Recuerdo una campaña reciente en la que a Pablo Iglesias le dio por decir “la puñetera verdad”: los medios y la justicia son corruptos, el PP es un nido de delincuentes, todos sirven a los poderosos, la Constitución, amigos y amigas, no se cumple; unos derroteros certeros y trágicos que llevaron a su acoso y derribo. La gente, al parecer, quería olvidarse de su humillación diaria, de la pandemia, de la certeza de la corrupción y de la muerte y de sus vidas confinadas en salones sin ventanas y votó en masa a una imbécil que prometía devolver el opio a una nación ficcional.

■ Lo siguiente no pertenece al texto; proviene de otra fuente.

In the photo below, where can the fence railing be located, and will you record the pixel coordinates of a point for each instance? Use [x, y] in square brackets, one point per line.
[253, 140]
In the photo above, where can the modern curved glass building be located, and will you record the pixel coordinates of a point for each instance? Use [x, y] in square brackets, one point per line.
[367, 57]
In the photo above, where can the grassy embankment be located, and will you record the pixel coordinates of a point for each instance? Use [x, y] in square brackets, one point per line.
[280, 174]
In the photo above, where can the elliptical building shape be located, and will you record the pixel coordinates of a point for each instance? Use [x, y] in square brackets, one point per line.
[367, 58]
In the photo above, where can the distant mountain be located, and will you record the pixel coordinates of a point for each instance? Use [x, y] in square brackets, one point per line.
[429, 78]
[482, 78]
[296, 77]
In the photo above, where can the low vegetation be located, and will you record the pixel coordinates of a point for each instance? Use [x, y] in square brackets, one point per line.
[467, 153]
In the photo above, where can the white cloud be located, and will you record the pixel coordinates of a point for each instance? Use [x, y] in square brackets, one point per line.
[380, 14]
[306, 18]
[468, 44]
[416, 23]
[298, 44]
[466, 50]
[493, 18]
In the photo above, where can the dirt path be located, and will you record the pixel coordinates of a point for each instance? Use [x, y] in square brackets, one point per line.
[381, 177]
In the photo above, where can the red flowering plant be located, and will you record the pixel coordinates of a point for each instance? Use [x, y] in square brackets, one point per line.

La política, me temo, no se juega en la luz, sino en el fatídico juego de sombras ubicadas en lo más hondo del bostezo de —volvemos a Platón— esa caverna donde los votantes encadenados le van más o menos a tal o cual pantomima de tal o cual prestidigitador. No se le escapó esto al griego de hombros anchos, y por eso otorgaba solo al Gobernante el derecho a mentir.

La verdad es dolor y el verdadero poeta —aquí erró el filósofo—, un desgraciado que, sin pareja, sin familia y sin patria posibles, vaga en soledad impulsado por una herida de luz.